Read a créé la plateforme Projet Majoritaire Climat donner des outils à ce qu’il appelle la « majorité modérée ». Dans leurs ateliers dans différentes villes du Royaume-Uni, les efforts pour cultiver des aliments ou produire de l’énergie sont réunis, et des sujets tels que la préservation des ressources naturelles ou l’amélioration de la biodiversité sont abordés.
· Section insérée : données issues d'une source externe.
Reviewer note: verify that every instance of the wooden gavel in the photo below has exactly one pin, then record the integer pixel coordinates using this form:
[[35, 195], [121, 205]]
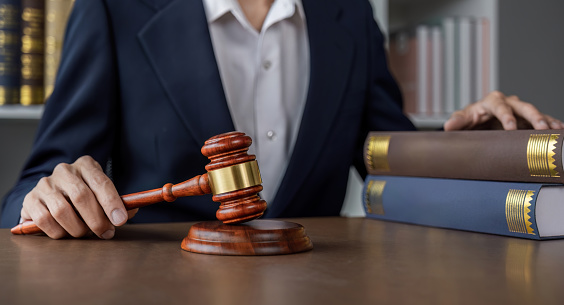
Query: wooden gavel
[[232, 177]]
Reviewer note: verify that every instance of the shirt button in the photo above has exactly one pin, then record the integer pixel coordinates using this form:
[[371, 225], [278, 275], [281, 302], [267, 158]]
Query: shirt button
[[271, 135]]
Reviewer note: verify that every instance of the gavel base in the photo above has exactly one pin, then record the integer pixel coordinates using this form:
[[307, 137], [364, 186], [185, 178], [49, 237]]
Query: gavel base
[[256, 237]]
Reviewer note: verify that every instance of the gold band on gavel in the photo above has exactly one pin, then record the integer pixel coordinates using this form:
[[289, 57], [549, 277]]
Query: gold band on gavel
[[234, 177]]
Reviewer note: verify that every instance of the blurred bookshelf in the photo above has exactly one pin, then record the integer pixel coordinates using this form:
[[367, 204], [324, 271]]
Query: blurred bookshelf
[[15, 112], [523, 48]]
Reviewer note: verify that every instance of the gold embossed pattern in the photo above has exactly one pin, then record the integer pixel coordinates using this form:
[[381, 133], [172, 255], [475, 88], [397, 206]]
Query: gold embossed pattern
[[517, 209], [373, 197], [540, 155], [377, 153]]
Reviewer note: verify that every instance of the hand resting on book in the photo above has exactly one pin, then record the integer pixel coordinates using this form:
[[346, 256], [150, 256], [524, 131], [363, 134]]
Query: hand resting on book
[[497, 111]]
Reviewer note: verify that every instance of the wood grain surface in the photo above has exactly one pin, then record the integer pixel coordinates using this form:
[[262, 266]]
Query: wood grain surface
[[355, 261]]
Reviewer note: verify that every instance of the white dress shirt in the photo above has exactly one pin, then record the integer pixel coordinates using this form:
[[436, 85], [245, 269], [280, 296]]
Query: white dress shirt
[[265, 77]]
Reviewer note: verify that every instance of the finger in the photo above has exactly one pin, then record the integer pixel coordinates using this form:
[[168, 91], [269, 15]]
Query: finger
[[104, 190], [64, 214], [38, 212], [496, 104], [131, 213], [457, 121], [77, 192], [528, 112], [554, 123]]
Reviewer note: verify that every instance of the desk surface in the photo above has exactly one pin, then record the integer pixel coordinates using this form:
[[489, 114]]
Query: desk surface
[[354, 261]]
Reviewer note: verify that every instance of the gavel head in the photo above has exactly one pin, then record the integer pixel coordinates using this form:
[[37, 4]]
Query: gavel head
[[234, 177]]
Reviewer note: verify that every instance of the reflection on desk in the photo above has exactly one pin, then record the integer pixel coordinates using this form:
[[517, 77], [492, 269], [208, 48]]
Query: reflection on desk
[[354, 261]]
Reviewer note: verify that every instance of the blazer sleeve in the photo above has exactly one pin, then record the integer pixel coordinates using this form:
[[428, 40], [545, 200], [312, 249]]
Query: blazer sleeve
[[384, 107], [79, 117]]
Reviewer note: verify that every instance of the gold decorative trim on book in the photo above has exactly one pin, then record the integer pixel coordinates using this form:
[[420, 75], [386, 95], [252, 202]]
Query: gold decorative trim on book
[[540, 155], [517, 209], [373, 197], [377, 153]]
De plus, la plateforme financer d’autres initiativescomme joker, une organisation qui exige que les principaux propriétaires terriens du pays prennent en charge la régénération et la récupération des habitats d’origine de leurs terres ; o Net Zero Lawyers, qui travaille avec des avocats de sociétés multinationales pour aider les entreprises à mettre en œuvre une action climatique rapide et significative. « Des avocats plaidant avec des entreprises pour qu’elles respectent les lois qui existent maintenant et celles qui peuvent venir… La même chose pourrait s’appliquer aux commissaires aux comptes, aux assureurs et à bien d’autres secteurs », explique-t-il. « Attirer l’attention pourrait être un point de départ, mais ce dont nous avons besoin maintenant, c’est de beaucoup de monde. Des millions de personnes qui exigent un changement ».
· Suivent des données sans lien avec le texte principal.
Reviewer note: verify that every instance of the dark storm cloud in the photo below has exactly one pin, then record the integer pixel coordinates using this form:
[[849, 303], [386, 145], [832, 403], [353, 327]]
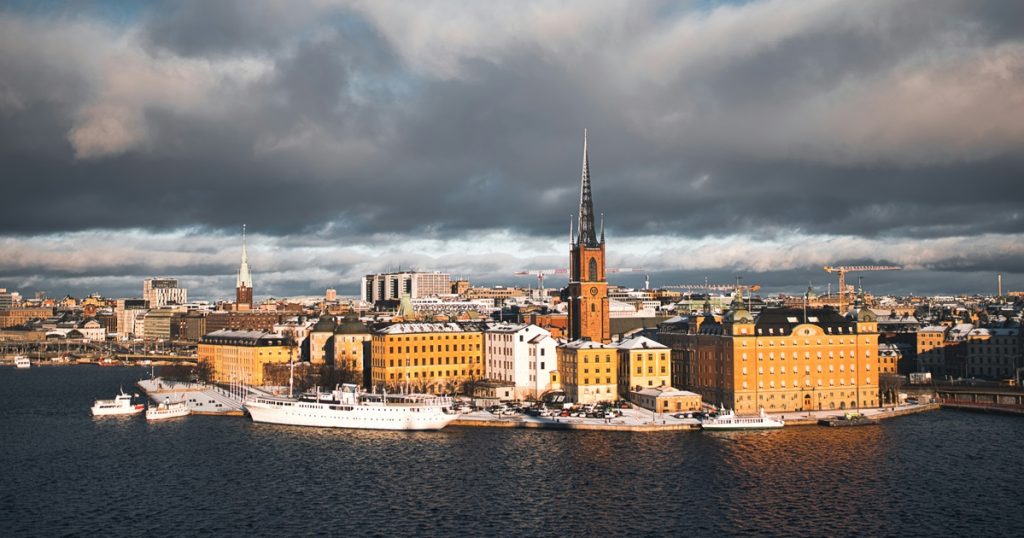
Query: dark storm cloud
[[335, 125]]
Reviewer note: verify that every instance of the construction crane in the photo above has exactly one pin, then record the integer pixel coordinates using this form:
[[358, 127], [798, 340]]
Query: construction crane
[[716, 287], [541, 274], [843, 270]]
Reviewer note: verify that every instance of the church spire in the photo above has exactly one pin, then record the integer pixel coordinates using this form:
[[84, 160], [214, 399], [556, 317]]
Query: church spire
[[245, 279], [587, 233]]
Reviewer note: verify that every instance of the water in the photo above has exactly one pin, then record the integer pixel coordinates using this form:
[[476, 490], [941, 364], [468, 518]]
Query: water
[[67, 473]]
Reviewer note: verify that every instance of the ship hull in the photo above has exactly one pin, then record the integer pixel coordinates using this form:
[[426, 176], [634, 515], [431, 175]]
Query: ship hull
[[354, 417]]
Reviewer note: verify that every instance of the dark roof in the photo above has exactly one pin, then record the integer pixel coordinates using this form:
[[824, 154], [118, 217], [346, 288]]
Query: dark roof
[[326, 324], [781, 321], [351, 326]]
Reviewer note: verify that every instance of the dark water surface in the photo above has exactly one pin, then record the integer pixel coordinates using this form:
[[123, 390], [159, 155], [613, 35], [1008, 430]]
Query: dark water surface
[[64, 472]]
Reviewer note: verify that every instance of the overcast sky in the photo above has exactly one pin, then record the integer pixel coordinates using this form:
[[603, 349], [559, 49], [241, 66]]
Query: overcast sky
[[761, 138]]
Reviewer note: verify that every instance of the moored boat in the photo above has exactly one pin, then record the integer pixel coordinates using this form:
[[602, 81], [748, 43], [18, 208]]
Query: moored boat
[[347, 407], [167, 409], [726, 419], [121, 405]]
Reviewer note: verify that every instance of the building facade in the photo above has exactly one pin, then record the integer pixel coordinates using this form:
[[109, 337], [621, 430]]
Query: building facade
[[643, 364], [244, 282], [437, 358], [587, 293], [161, 292], [242, 356], [521, 355], [391, 286], [994, 354], [589, 371], [787, 360]]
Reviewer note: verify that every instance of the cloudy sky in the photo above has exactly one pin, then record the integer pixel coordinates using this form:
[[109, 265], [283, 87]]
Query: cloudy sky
[[763, 138]]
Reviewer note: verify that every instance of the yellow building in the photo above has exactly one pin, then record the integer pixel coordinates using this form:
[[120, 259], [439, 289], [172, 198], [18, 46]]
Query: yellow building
[[242, 356], [786, 360], [322, 340], [643, 364], [350, 345], [426, 357], [589, 371]]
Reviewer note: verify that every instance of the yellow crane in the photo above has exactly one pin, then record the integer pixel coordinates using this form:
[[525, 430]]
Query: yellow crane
[[843, 270]]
Pour le poète et écrivain nigérian Ben Okri, toutes les voix sont nécessaires, y compris les inconfortables, pour ajouter des victoires politiques. Lui-même, l’un des auteurs africains les plus internationalement reconnus, a décidé de consacrer toute son œuvre, désormais, exclusivement pour attirer l’attention sur l’urgence climatique. Il cherche à trouver un nouveau récit contre l’apathie. Parce que ce n’est qu’en acceptant la réalité que nous pouvons la changer, dit-il. Inutile de tomber dans le désespoir. « Il faut activer la prise de conscience mondiale rapidement et à tous les niveaux, rendre ce sujet incontournable, qu’il soit partout, jusqu’à ce qu’il soit saturé. Parlez-en avec vos voisins, avec vos enfants. Utiliser notre voix et notre vote est aussi notre responsabilité.
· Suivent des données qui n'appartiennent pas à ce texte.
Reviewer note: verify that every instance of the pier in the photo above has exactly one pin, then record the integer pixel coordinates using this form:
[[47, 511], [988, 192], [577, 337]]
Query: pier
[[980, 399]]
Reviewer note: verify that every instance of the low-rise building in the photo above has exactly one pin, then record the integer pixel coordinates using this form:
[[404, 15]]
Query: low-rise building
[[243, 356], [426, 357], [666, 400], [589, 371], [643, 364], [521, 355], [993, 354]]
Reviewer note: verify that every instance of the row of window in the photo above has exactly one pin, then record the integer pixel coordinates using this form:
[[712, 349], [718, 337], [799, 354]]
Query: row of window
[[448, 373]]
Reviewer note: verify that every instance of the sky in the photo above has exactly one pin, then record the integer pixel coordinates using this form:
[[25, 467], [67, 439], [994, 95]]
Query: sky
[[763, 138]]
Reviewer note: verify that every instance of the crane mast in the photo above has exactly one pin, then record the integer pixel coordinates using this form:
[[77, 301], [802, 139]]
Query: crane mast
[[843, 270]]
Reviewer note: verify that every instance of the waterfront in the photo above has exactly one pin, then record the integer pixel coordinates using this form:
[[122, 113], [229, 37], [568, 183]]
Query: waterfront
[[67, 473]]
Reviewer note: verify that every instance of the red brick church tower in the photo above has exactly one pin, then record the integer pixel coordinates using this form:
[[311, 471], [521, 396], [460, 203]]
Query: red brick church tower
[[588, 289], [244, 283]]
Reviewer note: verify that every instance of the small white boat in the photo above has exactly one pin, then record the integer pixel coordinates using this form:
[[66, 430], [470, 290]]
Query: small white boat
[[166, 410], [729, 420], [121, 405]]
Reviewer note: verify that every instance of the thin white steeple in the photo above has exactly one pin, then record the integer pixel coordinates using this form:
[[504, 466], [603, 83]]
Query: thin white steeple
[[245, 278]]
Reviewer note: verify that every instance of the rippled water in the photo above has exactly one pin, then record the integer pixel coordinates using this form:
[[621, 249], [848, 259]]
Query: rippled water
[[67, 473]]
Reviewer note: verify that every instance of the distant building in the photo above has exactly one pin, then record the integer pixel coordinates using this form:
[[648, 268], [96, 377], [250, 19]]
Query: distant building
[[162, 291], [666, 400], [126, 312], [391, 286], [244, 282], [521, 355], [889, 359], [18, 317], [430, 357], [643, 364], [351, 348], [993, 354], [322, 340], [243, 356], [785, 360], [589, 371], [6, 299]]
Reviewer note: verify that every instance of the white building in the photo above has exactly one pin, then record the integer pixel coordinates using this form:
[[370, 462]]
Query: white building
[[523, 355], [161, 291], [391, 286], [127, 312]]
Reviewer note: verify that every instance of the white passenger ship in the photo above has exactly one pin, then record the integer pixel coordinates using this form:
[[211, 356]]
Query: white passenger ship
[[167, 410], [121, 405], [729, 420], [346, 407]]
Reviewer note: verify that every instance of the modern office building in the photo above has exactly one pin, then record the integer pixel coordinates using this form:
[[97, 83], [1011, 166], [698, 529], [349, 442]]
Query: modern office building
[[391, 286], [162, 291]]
Au-delà de l’appel à l’action, le doute plane toujours quant à savoir si l’activisme radical cela peut polariser la population et être contre-productif. « Ces actions risquent de briser le consensus social qui existe autour de la nécessité de réduire substantiellement les émissions et de se conformer à l’Accord de Paris », déclare Tom Harwood, journaliste et analyste britannique. Okri répond qu’il a déjà entendu cela. « Les suffragettes se sont fait poser la même question lorsqu’elles se sont enchaînées, lorsqu’elles ont sauté sur des chevaux pour revendiquer leur droit de vote : ‘Ne vont-elles pas nuire à la cause ?’ La cause est plus grande que nous ne pouvons l’imaginer », dit-il. « Nous sommes confrontés à la plus grande crise à laquelle la race humaine ait jamais été confrontée. Concentrer le débat sur ceux qui tentent de nous alerter est frivole par rapport à l’ampleur du problème. L’important pour se réveiller de l’apathie, c’est de savoir qu’on a encore le temps d’y remédier, dit-il. Le rôle que l’activisme jouera dans ce processus reste à voir. « L’histoire en jugera d’une manière ou d’une autre, si nous avons la chance d’avoir des livres sur cette étape », conclut Read.